Roberts appealed to the Court of Session, and argued—This was a case where the claimant's oath, fortifying the acknowledgment of the seller, was sufficient to rebut any presumption arising against the transaction under the Statute 1621, c. 18; Bells' Com. (M'Laren's ed.), ii. 179, footnote.

At advising—

Judgment:

Lord Justice-Clerk—The Sheriff-Substitute has found that Roberts has failed to show that the alleged sale was a bona fide transaction. The onus was placed on him of doing this, and I think very rightly, because he is a “conjunct and confident” person in the sense of the statute, and Seton was at the time insolvent. I am of opinion that the Sheriff has taken a right view of the case. Undoubtedly there are suspicious circumstances surrounding the transaction, and they are referred to by the Sheriff-Substitute in his note—first, the relationship of the parties; second, the manifest insolvency of Seton, and the necessary knowledge of this which Roberts had; third, there is no proof of delivery to Roberts even on the 2d May. The packages delivered to the railway company may no doubt have borne this address, but this does not prove that they really belonged to him, and there is evidence that address labels bearing Seton's name were originally put on the furniture, but were changed for others when it was seen that the removal was being watched.
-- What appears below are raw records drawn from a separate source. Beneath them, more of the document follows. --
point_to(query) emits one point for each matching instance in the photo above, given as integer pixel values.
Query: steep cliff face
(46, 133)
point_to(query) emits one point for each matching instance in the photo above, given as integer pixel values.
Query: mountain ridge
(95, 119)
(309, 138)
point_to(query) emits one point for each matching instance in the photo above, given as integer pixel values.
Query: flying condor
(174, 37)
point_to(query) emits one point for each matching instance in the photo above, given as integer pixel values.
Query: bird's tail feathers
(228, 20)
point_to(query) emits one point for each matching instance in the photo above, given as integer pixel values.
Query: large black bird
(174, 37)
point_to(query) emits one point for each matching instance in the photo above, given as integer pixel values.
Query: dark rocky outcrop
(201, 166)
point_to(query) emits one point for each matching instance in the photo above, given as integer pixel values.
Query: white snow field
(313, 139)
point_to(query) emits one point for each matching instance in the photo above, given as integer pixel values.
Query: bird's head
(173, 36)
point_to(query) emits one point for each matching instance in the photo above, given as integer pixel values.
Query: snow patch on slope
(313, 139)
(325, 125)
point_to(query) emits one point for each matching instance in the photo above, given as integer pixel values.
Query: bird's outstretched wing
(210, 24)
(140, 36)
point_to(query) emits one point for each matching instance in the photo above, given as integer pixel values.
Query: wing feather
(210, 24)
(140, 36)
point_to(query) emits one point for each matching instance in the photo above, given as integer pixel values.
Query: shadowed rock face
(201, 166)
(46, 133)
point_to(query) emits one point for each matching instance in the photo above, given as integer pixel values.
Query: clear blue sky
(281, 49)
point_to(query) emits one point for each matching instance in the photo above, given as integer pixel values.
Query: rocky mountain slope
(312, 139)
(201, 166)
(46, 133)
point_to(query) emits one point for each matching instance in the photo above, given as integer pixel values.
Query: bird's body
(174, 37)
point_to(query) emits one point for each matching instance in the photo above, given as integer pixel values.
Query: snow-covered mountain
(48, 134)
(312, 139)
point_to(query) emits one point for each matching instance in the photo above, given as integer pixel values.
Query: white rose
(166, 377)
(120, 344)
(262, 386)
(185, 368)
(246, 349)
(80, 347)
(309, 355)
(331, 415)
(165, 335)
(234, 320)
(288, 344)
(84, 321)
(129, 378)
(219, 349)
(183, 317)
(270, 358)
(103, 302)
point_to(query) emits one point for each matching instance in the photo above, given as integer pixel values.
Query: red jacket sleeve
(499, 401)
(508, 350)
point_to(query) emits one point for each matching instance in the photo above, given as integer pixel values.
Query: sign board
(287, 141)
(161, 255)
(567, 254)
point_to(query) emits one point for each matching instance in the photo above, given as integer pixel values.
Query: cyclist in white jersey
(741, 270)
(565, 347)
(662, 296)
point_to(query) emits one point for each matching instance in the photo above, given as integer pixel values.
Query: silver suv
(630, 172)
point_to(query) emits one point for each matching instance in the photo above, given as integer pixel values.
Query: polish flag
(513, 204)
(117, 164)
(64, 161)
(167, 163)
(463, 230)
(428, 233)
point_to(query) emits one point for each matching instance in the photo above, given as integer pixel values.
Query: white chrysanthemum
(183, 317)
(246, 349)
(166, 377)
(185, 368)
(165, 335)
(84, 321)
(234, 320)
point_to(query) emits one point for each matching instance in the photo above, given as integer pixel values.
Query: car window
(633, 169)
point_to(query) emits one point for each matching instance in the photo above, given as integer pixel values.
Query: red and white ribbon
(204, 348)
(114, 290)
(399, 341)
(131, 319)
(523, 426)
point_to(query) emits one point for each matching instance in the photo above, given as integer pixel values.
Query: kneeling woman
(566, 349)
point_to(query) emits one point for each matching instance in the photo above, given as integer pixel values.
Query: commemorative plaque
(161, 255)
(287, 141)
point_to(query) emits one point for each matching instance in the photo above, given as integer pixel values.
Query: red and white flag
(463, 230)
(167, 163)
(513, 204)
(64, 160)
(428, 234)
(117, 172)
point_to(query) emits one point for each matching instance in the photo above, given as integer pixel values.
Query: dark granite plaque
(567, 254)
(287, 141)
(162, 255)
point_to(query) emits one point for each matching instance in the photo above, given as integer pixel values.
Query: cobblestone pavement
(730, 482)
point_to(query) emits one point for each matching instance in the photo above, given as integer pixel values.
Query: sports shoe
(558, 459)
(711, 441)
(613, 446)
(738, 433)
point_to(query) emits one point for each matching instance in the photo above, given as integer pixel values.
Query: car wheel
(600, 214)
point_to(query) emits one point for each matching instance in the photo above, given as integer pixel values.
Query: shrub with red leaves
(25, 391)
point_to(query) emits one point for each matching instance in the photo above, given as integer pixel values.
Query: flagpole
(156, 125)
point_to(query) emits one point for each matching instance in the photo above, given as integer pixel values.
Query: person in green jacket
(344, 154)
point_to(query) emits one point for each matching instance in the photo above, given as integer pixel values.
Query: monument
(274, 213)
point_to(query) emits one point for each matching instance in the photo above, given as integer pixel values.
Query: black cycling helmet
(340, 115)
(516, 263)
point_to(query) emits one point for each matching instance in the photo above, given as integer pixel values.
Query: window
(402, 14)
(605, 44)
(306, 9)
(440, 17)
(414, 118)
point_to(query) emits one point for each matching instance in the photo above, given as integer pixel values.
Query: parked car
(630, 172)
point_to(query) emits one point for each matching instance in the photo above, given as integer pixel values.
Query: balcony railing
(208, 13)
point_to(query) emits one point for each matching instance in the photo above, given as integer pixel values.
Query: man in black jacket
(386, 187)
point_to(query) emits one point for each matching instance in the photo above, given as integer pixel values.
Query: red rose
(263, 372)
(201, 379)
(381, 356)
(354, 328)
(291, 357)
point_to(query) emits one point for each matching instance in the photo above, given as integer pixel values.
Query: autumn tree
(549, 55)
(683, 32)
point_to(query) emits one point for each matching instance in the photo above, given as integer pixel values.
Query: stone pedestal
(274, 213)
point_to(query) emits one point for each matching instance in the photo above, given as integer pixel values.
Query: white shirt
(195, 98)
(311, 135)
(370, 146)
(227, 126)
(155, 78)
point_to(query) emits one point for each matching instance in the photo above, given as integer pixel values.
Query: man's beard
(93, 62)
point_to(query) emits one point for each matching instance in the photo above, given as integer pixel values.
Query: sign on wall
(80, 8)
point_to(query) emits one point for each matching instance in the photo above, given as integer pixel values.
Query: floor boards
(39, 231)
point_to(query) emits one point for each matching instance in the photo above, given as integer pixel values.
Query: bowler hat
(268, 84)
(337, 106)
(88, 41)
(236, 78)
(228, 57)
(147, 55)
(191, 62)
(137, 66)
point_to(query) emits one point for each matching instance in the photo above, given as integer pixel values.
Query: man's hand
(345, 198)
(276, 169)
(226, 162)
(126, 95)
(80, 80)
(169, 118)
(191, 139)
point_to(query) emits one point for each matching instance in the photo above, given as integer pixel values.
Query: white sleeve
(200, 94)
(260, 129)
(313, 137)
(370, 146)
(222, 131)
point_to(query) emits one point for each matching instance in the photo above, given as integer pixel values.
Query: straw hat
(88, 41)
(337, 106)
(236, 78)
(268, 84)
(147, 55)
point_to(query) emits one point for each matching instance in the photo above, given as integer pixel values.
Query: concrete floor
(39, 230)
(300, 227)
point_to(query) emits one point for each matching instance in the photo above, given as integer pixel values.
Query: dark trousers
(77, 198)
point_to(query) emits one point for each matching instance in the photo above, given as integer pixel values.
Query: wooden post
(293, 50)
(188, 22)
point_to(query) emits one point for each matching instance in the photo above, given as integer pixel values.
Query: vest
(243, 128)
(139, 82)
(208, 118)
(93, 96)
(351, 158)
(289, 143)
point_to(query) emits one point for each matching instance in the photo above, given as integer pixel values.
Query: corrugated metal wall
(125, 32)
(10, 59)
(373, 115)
On the whole matter, I am not disposed to distrust the Sheriff-Substitute's judgment.

Lord Young—I am exactly of the same opinion.

Page: 131

There is a statutory presumption to begin with against a conjunct and confident person receiving property after the notour insolvency of the person who transfers it. It is of course only a presumption, and may be overcome. Now, the Sheriff-Substitute allowed the creditors of the insolvent to prove their averments which raised this statutory presumption, and further allowed the appellant a conjunct probation. This was very proper I think, for it gave the latter an opportunity of removing, if he could, the presumption against him. Now, I am of opinion with the Sheriff that he has not satisfactorily removed it. He has failed satisfactorily to show that the sale was a bona fide transaction. We have nothing from him but his own statement.
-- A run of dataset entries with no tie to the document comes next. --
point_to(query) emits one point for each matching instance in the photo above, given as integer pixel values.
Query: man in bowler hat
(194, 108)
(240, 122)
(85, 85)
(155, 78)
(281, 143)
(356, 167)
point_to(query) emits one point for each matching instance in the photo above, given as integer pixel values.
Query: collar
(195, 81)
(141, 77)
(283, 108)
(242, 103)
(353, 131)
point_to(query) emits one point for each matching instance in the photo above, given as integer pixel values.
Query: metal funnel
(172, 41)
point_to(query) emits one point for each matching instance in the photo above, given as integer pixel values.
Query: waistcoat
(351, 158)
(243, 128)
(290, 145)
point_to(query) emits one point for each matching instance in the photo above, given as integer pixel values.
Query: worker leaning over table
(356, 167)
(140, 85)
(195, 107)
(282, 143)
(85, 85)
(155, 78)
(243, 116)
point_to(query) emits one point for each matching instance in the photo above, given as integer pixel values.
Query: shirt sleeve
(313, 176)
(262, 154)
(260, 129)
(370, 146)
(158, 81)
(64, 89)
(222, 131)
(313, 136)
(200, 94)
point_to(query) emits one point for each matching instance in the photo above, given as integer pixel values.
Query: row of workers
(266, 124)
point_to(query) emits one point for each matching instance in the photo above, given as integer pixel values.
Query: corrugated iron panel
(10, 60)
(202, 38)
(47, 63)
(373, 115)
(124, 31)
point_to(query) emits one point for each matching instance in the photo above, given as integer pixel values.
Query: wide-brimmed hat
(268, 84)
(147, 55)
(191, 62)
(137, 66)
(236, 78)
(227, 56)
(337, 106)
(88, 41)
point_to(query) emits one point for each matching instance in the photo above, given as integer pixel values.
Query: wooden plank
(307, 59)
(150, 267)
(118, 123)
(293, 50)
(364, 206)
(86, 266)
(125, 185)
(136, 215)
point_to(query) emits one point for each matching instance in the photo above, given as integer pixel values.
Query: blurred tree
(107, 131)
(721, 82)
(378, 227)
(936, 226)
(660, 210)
Lord Craighill—I am of the same opinion. The burden of proof lay with Roberts. Once it was established that he was a conjunct and confident person, then the statutory presumption became applicable. The question decided by the Sheriff-Substitute was, whether Roberts had shown there was any reality in the sale. Now, all that is adduced for this purpose is his own oath, and while I recognise the authority of Prof. Bell when he says that there may be cases where the alleged purchaser's oath is sufficient, I am of opinion that this is a case outside that dictum, because (1) there are suspicious circumstances surrounding the transaction, and (2) I think that there was other evidence available to the appellant for corroboration of his own statement. This has not been adduced, and of course we must bear this in mind when we consider whether he has discharged the onus.
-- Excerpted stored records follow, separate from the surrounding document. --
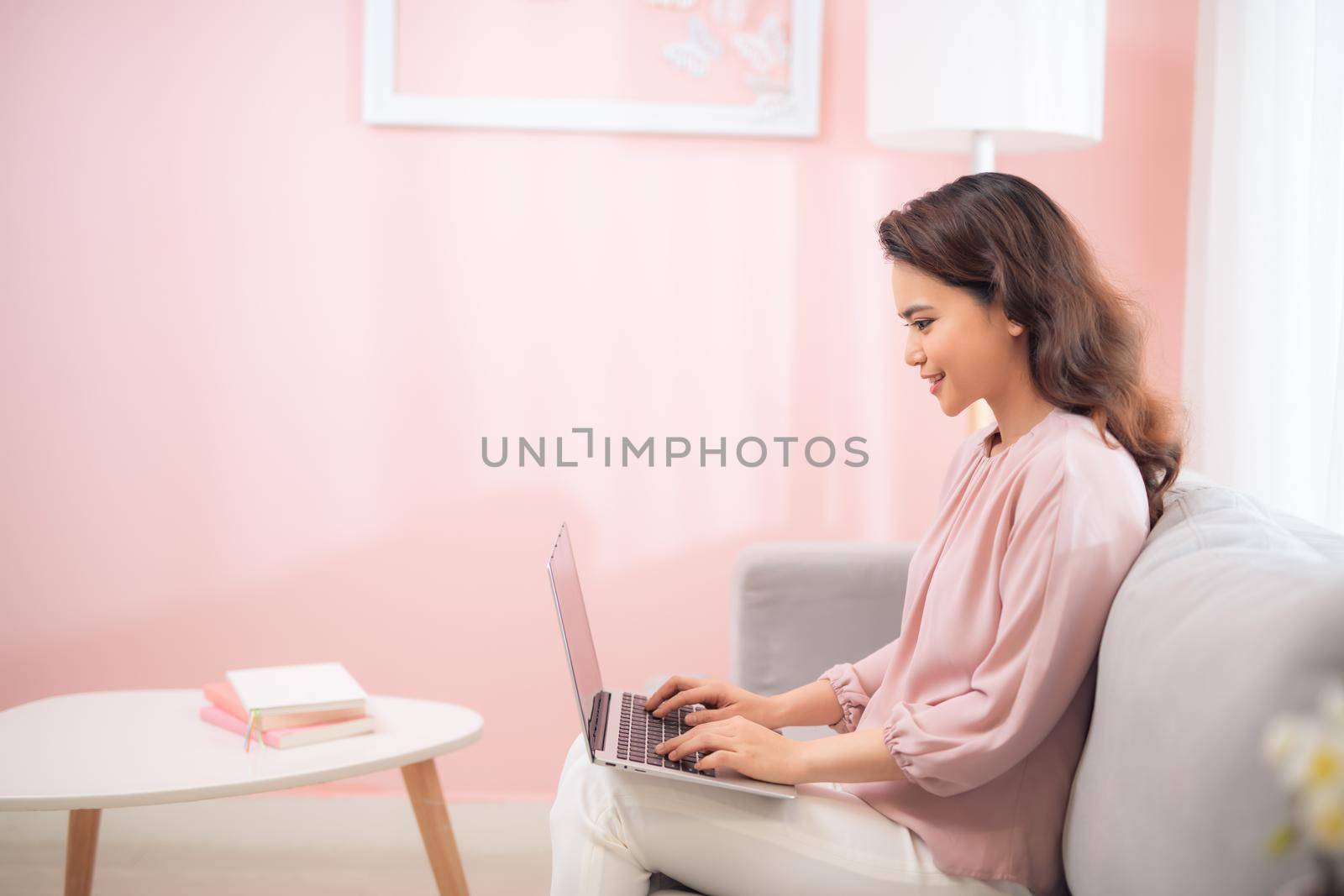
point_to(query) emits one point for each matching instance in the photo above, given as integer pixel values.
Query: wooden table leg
(81, 846)
(432, 813)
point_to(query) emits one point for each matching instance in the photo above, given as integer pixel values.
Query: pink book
(222, 694)
(281, 738)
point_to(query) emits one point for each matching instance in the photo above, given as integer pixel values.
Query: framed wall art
(746, 67)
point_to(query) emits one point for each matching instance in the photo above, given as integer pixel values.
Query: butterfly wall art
(745, 67)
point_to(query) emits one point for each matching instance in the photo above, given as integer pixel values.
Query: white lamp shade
(1032, 73)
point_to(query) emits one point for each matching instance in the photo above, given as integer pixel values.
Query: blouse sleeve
(855, 683)
(1070, 546)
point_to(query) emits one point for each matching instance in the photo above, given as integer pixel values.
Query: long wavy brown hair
(1001, 238)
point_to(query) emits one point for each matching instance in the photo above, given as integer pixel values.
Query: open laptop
(618, 730)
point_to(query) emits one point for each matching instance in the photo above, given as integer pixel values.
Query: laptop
(618, 730)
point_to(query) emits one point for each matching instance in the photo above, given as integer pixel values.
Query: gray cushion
(1231, 614)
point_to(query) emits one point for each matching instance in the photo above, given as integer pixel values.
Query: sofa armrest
(799, 607)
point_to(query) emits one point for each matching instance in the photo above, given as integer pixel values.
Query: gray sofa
(1231, 614)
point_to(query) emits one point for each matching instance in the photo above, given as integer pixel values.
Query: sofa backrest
(1233, 613)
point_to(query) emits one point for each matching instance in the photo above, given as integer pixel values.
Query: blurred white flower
(1323, 761)
(1283, 745)
(1323, 819)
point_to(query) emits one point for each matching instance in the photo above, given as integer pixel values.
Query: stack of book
(288, 705)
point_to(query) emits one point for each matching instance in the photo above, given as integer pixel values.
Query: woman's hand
(743, 746)
(727, 701)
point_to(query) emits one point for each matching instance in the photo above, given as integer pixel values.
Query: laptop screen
(575, 629)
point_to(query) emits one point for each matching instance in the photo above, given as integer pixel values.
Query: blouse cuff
(898, 734)
(848, 692)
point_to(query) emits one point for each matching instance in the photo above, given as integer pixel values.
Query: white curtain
(1263, 369)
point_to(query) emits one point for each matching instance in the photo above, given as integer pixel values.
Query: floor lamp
(979, 76)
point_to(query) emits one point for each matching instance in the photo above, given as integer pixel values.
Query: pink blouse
(985, 698)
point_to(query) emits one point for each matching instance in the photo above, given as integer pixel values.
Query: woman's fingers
(669, 688)
(694, 694)
(696, 741)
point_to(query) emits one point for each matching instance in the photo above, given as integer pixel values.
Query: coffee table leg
(432, 813)
(81, 846)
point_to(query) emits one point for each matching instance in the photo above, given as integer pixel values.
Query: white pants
(612, 828)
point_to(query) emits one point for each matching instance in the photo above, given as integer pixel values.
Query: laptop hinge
(597, 728)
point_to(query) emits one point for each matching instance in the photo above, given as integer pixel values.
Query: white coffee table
(94, 752)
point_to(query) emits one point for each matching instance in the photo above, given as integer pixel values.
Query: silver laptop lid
(575, 633)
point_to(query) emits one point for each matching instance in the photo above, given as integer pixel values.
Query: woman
(958, 739)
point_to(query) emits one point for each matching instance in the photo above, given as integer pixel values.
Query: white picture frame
(792, 113)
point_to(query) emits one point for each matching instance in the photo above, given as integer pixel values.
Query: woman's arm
(859, 755)
(812, 705)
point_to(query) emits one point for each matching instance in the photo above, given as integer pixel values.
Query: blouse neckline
(988, 439)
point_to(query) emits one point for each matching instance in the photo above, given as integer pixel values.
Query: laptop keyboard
(642, 731)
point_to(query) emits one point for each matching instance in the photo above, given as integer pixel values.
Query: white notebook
(304, 688)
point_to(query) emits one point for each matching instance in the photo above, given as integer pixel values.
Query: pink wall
(250, 347)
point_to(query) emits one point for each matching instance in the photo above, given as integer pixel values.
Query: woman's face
(979, 349)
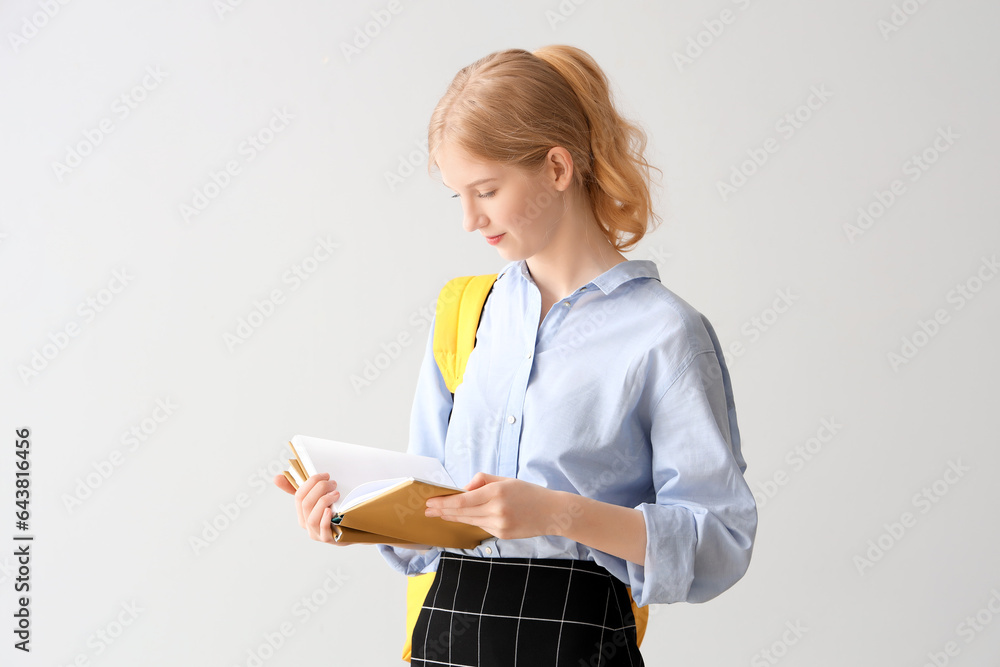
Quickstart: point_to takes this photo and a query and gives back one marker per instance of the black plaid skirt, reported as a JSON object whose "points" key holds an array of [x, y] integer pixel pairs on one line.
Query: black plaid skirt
{"points": [[550, 612]]}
Lord Rutherfurd Clark—I am of the same opinion. It is very clear that the transaction has been brought within the statute, and the appellant has failed to discharge the onus thereby thrown on him of overcoming the presumption against him.

The Court dismissed the appeal and affirmed the judgment of the Sheriff-Substitute.

Counsel:

Counsel for Appellant— Nevay. Agent— Robert Broatch, L.A.

Counsel for Respondents— Shaw. Agent— Peter Morison, S.S.C.